May 08, 2008 at 2:00 pm by Tom Lydon      Bookmark and Share

Safe_housing Homebuilders stocks and exchange traded funds (ETFs) are going to need more than the total of 3.25% interest rate cuts if they are going to be helped.

That’s according to Nicholas Yulico for The Street. He says that one problem has to do with the 10-year Treasury note which has
not fallen as much as the short-term Fed-rate.

Right now the 10-Year
note is at 3.76%. Mortgage rates are tied to the 10-year Treasury note,
so homeowners have not seen much lower rates.
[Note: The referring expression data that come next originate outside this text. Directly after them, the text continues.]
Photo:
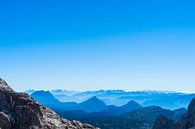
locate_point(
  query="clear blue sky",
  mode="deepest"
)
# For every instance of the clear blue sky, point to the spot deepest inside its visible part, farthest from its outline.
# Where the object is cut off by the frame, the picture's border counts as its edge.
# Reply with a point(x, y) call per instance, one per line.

The average 30-year
mortgage is at 6%, down from 6.38% back in September 2007.

SPDR S&P Homebuilders (XHB) has fallen 6.4% despite the three rate cuts, close to the S&P 500 at a 6.2% decline.

XHB and the iShares Dow Jones US Home Constuction (ITB) are down nearly 3% midday today. A number of homebuilder stocks are trading significantly lower, including Standard Pacific Corp (SPF), which is 5.1% of ITB. Hovnanian Enterprises Inc. (HOV) is also down, and it makes up 6% of XHB. Year-to-date, XHB is up 14.9%, while ITB is up 13.4%.

Ron Peltier, the CEO at Warren Buffett’s Homeservices of America real estate company, said today that the housing market has steadied and is ready to bounce back.

He put much of the blame on lenders who handed out mortgages that didn’t require documentation about assets or income, CNBC reports. He also noted that housing prices are still within 8% to 10% of their all-time highs and that as the market normalizes, stability will return.